Without an adequate supply of the drug, these patients will begin to swell up and flare. They may then need to go on immunosuppressants or be admitted to a local hospital, which would only increase demand for healthcare services at a time when many facilities are already at or reaching capacity.

The Potential Risks of Using Hydroxychloroquine to Treat COVID-19

Health officials from NIH and the CDC were sending out large quantities of hydroxychloroquine to care providers as part of the Compassionate Use Program, which allows the prescribing of unapproved medications during public health emergencies. However, they have since limited unapproved use of the drug to protect the health of the nation.

That’s because hydroxychloroquine comes with some serious side effects, including headache, dizziness, ringing in the ears, nausea, vomiting, stomach pain, loss of appetite, and weight loss; it can also lead to heart and liver problems when mixed with other medications. Some patients have even suffered heart attacks as a result of taking the drug. Other care providers may be allergic to the drug without their knowledge, thus inhibiting their ability to care for patients.

Putting This Trend to Rest

Pharmaceutical companies, including CVS, are currently monitoring the nation’s supply of hydroxychloroquine to make sure it ends up in the right hands. The FDA is still a long way away from approving it as an effective treatment for COVID-19, so health officials need to stop hoarding this medication immediately. They could endanger themselves or their patients without realizing it.

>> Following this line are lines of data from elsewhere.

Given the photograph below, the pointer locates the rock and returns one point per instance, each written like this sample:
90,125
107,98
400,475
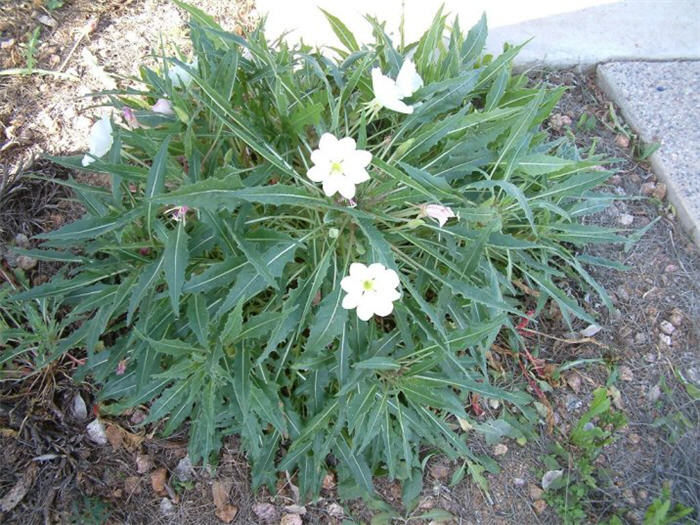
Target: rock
96,432
138,416
295,509
626,219
265,511
534,491
167,507
573,403
622,141
558,121
47,20
659,191
676,317
291,519
183,471
667,327
144,463
540,505
574,382
648,188
132,485
439,471
550,477
500,450
654,394
158,478
78,407
21,240
336,511
590,330
626,373
25,262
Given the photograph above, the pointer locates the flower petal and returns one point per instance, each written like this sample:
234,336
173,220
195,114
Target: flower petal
365,310
351,301
356,175
408,79
360,157
327,143
345,147
345,186
331,185
318,173
383,308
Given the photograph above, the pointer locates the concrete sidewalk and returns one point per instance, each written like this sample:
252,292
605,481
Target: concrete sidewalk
661,102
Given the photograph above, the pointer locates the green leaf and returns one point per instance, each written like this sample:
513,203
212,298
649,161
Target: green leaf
342,32
198,318
329,320
175,258
155,183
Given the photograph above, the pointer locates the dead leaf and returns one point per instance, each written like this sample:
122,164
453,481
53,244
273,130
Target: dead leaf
328,482
224,510
550,477
158,478
132,485
144,463
114,436
291,519
20,489
540,505
79,408
96,432
264,511
574,382
500,450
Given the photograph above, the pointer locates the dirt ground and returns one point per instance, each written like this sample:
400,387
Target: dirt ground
140,478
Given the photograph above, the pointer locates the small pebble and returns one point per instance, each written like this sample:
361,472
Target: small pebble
667,327
626,373
626,219
665,339
21,240
500,450
25,262
654,394
166,506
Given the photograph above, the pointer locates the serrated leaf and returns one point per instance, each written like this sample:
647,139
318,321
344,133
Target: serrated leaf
175,258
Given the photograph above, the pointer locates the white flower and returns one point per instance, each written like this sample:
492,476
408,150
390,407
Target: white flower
438,212
179,76
371,289
339,166
389,92
99,141
163,106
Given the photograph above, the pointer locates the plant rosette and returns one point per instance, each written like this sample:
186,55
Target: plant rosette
258,266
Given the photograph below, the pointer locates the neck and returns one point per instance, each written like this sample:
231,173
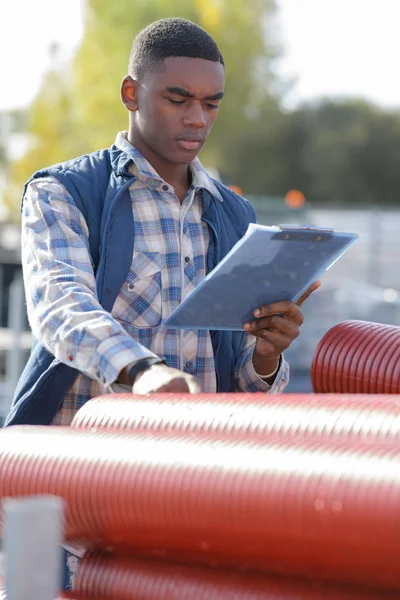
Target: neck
176,175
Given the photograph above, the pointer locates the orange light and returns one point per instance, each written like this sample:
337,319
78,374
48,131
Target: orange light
295,199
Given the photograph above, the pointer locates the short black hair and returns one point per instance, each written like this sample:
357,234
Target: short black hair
170,37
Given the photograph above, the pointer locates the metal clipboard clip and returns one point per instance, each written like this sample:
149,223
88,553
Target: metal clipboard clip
289,231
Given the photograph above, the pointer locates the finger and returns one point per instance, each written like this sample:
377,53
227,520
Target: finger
194,386
308,292
277,324
275,308
294,315
277,341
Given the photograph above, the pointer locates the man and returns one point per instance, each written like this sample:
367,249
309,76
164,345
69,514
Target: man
113,241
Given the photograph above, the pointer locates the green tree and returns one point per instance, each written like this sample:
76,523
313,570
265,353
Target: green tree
78,110
345,153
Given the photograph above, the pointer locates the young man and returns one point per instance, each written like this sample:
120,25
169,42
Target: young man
113,241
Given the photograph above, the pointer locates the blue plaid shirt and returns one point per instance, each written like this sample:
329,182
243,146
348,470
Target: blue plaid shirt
169,260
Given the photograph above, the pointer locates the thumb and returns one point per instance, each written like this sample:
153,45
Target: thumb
308,292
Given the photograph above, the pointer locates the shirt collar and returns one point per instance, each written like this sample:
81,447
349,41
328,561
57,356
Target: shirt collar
143,170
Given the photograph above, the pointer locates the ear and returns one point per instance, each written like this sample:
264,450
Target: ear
129,93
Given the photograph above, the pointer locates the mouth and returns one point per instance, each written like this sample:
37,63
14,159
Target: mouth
190,143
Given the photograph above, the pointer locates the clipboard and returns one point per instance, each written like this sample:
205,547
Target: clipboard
266,265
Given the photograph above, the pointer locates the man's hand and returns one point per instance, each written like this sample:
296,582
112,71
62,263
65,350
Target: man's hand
160,378
275,327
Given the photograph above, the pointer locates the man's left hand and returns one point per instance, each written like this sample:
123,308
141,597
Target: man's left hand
275,327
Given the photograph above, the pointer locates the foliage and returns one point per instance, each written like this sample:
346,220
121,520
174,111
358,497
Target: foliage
78,110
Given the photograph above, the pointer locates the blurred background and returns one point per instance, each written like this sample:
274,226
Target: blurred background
309,131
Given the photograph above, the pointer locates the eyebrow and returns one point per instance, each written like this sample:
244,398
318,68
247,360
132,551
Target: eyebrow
182,92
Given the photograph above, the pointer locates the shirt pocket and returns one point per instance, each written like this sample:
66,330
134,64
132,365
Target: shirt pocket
139,301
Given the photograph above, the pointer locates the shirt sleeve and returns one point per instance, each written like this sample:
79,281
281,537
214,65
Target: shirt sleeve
63,308
246,378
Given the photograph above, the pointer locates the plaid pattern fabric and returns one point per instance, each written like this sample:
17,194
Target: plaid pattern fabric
169,261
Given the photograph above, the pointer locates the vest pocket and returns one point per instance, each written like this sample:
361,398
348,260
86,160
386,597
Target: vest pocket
139,300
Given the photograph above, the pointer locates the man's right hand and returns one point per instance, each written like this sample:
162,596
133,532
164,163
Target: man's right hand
160,378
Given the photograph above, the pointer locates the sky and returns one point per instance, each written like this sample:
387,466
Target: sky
332,48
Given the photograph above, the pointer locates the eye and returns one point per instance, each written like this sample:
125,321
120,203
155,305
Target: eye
176,102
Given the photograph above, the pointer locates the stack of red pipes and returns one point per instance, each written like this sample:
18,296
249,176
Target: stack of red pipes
222,496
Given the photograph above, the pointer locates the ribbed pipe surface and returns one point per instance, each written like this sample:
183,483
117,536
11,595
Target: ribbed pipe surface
303,508
118,578
358,357
244,416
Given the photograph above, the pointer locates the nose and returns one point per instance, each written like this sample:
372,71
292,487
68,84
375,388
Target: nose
194,117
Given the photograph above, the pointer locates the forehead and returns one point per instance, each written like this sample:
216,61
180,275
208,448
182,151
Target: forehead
196,75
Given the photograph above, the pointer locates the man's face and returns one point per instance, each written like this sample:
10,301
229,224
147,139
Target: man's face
177,105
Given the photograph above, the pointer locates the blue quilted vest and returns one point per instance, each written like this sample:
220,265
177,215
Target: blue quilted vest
99,184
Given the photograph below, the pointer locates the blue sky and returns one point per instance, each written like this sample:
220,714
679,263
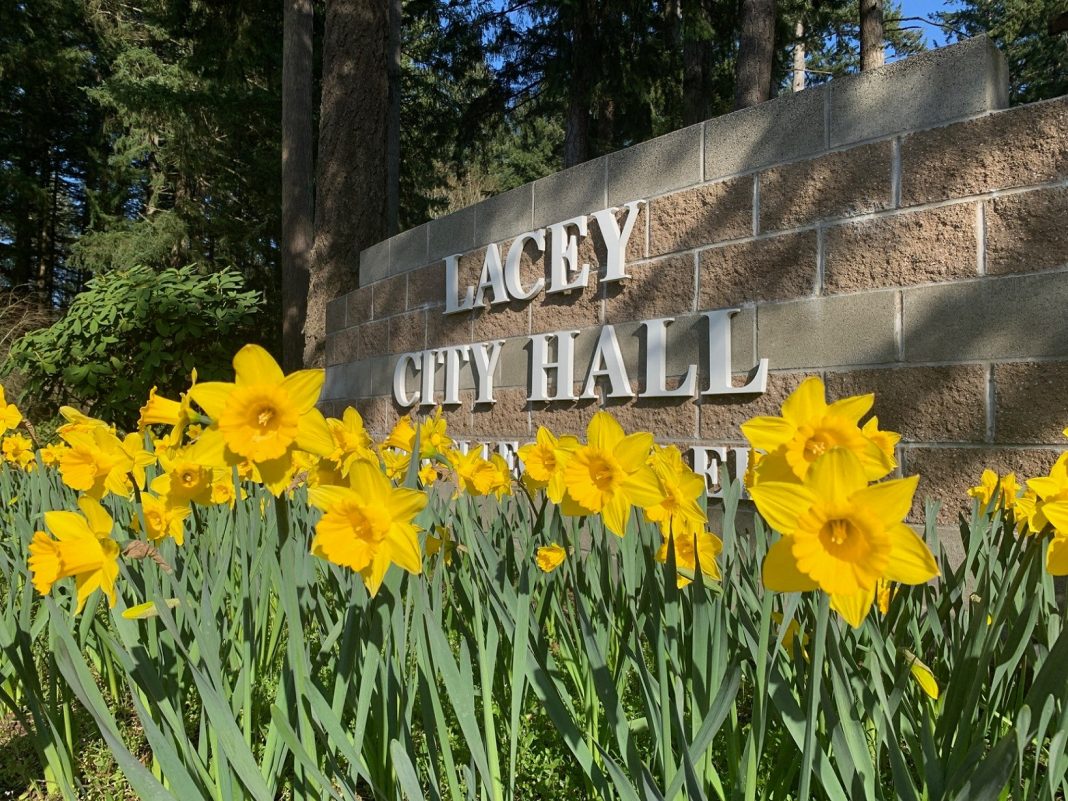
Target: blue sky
932,35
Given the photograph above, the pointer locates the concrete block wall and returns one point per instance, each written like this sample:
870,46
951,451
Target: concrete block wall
897,232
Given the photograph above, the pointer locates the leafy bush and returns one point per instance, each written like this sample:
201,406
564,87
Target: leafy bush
130,330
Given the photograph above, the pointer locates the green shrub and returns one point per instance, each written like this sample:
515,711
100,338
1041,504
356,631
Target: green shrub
130,330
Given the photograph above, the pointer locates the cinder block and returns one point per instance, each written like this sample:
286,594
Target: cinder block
347,380
722,415
426,286
671,161
380,370
660,288
450,234
784,129
389,296
408,331
705,215
920,92
1027,232
504,216
842,184
688,344
1012,317
513,370
902,249
375,263
922,404
335,315
409,250
343,347
770,268
1031,405
358,307
829,331
1022,146
505,419
570,193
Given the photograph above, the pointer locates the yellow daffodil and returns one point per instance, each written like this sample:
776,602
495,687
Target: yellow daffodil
433,439
18,452
679,512
842,535
990,484
95,461
81,547
367,525
144,611
50,454
544,461
395,464
500,480
922,674
10,415
162,519
688,547
810,427
550,556
475,475
265,415
610,474
1056,554
189,475
427,474
350,439
403,436
1042,491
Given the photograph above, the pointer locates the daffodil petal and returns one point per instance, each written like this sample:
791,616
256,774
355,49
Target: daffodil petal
890,500
767,434
304,387
616,514
253,365
99,521
925,678
1056,513
781,503
837,474
781,572
603,432
642,487
910,559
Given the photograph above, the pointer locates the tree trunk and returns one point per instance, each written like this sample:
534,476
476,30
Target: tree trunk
393,167
577,124
351,172
297,176
694,101
798,82
755,52
873,49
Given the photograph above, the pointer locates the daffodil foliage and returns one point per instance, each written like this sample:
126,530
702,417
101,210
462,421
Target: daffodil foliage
254,601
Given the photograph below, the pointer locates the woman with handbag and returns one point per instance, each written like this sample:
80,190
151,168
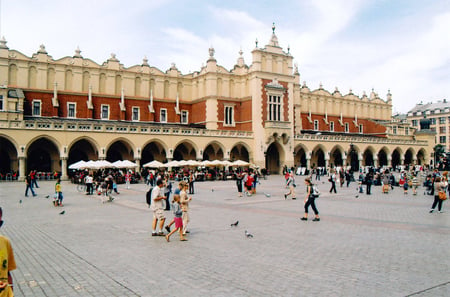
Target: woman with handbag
439,193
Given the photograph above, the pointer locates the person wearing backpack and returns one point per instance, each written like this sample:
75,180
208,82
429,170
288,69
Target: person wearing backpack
310,199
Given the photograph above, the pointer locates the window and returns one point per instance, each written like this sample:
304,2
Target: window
274,108
135,114
36,110
316,125
71,110
229,116
105,112
184,117
163,115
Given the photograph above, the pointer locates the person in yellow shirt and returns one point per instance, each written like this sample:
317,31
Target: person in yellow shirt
7,264
58,193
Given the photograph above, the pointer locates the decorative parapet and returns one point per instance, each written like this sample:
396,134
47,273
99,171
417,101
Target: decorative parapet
356,139
117,127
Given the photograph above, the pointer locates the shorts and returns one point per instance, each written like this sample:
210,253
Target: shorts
178,222
159,214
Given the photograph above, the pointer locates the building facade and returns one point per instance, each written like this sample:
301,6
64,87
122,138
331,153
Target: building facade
56,112
439,115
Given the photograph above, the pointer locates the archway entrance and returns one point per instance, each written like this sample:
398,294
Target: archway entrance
273,158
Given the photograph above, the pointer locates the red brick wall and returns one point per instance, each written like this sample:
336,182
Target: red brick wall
369,126
284,100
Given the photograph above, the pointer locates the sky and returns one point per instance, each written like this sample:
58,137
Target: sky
401,46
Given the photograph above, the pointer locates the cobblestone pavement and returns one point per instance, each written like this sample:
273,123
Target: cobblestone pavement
377,245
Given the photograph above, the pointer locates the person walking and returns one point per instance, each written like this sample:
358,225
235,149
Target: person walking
8,263
191,183
178,220
58,193
239,184
438,186
290,183
29,186
158,208
34,179
89,180
310,200
332,180
184,200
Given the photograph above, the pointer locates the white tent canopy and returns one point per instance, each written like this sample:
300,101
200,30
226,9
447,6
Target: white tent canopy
154,164
77,165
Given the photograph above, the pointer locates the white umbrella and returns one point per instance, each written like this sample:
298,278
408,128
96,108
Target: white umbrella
172,164
154,164
77,165
240,163
128,164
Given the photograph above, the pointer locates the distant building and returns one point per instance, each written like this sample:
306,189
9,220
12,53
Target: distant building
55,112
438,114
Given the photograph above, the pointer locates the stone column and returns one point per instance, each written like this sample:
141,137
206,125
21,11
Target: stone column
64,168
22,173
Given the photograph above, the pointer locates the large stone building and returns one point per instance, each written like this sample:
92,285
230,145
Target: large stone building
54,112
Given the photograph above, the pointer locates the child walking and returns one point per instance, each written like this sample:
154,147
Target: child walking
178,219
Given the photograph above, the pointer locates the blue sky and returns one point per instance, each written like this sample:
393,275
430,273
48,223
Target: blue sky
397,45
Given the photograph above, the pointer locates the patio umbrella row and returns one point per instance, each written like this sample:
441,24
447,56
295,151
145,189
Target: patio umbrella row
194,163
102,164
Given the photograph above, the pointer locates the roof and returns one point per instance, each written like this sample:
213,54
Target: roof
440,105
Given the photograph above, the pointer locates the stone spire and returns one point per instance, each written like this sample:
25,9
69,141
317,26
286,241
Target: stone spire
274,39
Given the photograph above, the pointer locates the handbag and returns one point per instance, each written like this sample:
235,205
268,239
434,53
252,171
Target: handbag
442,195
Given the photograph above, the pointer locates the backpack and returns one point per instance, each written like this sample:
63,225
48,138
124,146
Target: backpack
315,191
148,196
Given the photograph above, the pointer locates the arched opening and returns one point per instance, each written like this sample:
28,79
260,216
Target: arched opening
273,158
213,152
153,151
300,158
43,156
184,151
119,150
82,150
395,159
8,157
382,158
368,158
239,152
336,158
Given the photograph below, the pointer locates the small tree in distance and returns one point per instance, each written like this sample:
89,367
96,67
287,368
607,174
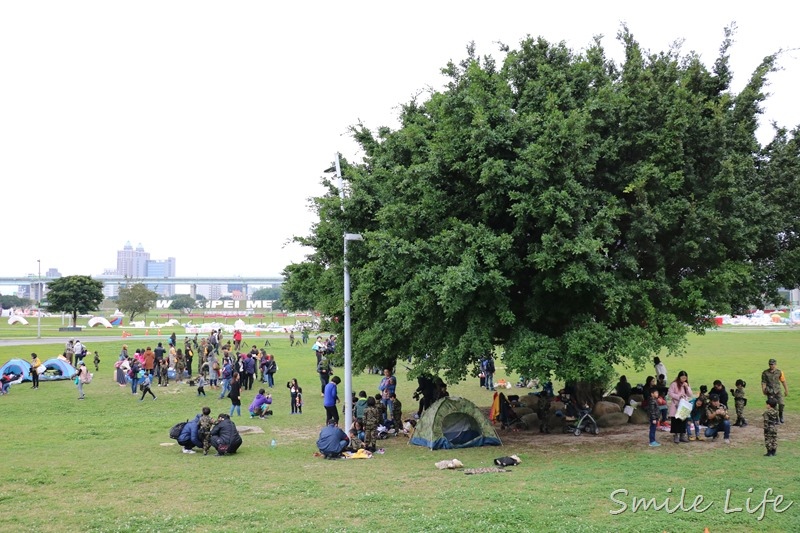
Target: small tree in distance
74,295
136,299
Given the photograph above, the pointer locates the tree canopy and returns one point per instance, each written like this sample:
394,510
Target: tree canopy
569,210
136,299
74,295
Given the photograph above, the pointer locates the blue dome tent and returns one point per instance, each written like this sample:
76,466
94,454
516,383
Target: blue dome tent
18,366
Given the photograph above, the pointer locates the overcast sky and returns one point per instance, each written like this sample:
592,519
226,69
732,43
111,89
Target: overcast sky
200,129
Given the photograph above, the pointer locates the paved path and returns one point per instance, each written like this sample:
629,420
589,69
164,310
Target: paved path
33,341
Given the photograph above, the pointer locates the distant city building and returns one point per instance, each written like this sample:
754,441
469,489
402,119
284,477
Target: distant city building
137,265
132,263
36,291
161,269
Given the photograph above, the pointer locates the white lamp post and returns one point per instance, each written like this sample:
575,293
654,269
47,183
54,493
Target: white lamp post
39,302
348,355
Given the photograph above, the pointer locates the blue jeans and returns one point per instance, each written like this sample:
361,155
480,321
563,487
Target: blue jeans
226,387
388,404
724,426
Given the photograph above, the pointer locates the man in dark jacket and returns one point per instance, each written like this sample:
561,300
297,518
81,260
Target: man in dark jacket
332,440
190,437
225,437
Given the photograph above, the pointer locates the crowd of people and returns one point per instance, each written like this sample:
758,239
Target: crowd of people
676,408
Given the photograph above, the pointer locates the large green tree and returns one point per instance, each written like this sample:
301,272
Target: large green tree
136,299
571,211
74,295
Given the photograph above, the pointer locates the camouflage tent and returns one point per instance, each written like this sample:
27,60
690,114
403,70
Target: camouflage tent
454,422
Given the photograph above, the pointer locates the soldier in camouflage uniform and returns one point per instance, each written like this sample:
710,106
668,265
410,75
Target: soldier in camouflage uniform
771,421
771,381
204,426
543,411
739,401
372,418
397,412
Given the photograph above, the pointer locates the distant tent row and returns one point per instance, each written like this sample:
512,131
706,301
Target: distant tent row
453,422
54,369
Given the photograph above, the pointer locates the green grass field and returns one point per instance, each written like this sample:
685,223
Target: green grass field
99,464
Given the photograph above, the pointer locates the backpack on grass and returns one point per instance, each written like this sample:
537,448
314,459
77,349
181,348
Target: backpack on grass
175,431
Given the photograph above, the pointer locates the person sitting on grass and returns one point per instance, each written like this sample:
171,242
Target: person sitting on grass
332,440
225,437
190,437
260,406
718,419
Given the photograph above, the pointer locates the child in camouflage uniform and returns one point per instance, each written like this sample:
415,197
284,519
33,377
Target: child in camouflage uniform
739,401
372,418
204,426
771,421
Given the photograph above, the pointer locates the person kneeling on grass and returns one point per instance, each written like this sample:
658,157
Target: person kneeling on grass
332,440
260,406
225,437
190,436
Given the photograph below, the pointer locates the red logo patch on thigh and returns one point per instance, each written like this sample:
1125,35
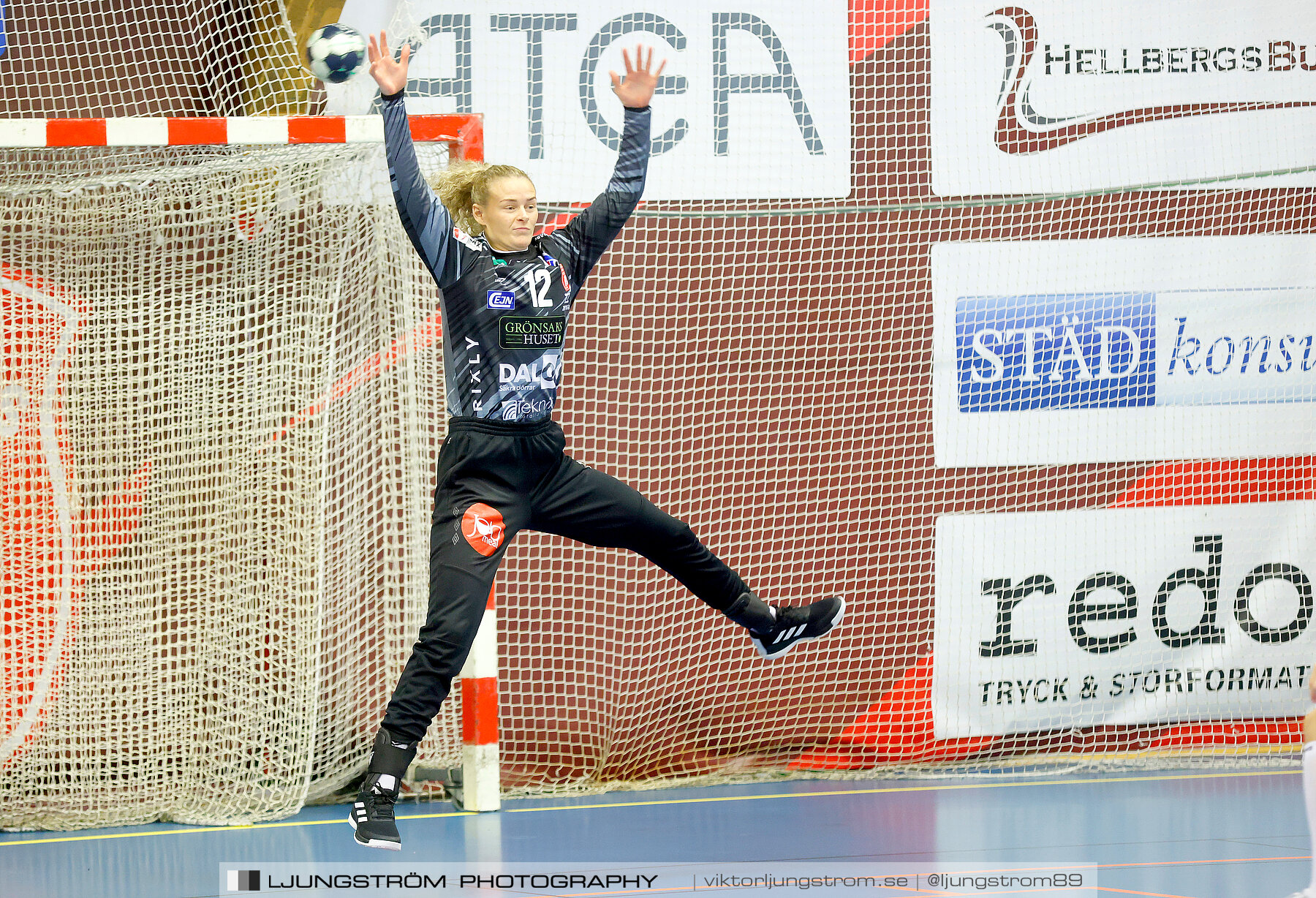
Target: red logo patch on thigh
483,528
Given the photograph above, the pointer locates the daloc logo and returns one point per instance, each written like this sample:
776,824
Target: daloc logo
1056,350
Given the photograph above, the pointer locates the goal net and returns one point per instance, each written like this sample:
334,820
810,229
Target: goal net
223,401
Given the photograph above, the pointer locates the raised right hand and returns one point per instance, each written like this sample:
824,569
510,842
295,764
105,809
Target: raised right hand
390,75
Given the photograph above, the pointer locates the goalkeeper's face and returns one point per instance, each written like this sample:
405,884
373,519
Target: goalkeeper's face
508,215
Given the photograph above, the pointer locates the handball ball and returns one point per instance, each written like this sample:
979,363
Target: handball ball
336,53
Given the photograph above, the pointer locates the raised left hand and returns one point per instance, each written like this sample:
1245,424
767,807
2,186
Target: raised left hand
638,87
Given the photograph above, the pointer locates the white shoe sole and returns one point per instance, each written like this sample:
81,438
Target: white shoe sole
836,622
373,843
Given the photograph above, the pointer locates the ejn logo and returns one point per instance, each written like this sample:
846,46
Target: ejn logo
243,880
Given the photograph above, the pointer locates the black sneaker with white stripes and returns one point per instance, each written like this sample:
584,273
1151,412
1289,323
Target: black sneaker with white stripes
798,625
373,812
373,815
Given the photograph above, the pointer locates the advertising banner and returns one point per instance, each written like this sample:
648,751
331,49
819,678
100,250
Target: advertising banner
1061,352
1052,95
1122,616
755,102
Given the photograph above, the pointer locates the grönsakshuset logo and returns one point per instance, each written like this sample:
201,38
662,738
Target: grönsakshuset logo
1021,129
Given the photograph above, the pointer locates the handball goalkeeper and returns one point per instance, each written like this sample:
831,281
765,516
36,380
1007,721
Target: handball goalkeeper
502,469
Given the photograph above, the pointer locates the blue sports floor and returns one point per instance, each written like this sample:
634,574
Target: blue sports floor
1168,834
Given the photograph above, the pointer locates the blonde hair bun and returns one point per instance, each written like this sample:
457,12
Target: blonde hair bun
464,184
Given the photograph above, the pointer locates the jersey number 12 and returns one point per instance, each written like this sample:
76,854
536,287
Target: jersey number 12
537,282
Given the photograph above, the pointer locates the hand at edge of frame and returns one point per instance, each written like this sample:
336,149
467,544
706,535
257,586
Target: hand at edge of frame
390,74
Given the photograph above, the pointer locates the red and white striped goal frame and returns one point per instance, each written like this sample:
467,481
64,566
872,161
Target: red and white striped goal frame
465,132
465,135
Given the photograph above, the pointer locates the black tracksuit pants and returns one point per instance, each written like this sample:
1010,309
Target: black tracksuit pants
494,481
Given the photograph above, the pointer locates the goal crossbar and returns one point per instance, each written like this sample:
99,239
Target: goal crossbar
465,132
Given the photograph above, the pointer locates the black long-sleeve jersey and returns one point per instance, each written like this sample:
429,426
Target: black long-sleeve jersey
506,314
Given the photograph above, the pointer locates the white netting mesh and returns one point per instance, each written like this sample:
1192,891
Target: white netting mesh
763,377
230,649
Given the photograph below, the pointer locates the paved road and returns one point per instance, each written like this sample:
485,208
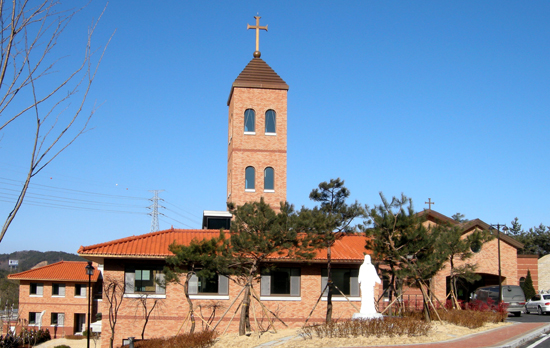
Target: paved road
542,341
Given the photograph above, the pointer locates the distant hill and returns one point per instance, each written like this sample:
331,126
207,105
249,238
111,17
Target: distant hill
30,258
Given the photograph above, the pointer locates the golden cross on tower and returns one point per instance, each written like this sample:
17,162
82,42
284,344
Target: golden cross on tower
257,53
429,203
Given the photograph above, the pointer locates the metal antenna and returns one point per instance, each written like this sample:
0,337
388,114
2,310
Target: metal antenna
155,210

If you believe someone at your facility may be hoarding or prescribing themselves this medication, report it. Consider implementing strict guidelines for prescribing and using hydroxychloroquine at your facility to ensure it is used properly.

As difficult as it may be to care for coronavirus patients without the proper safety gear, don’t let your fears get the better of you. We still need to follow proper protocols and use medication according to FDA guidelines. If we all follow the rules, we will all get through this ongoing crisis together.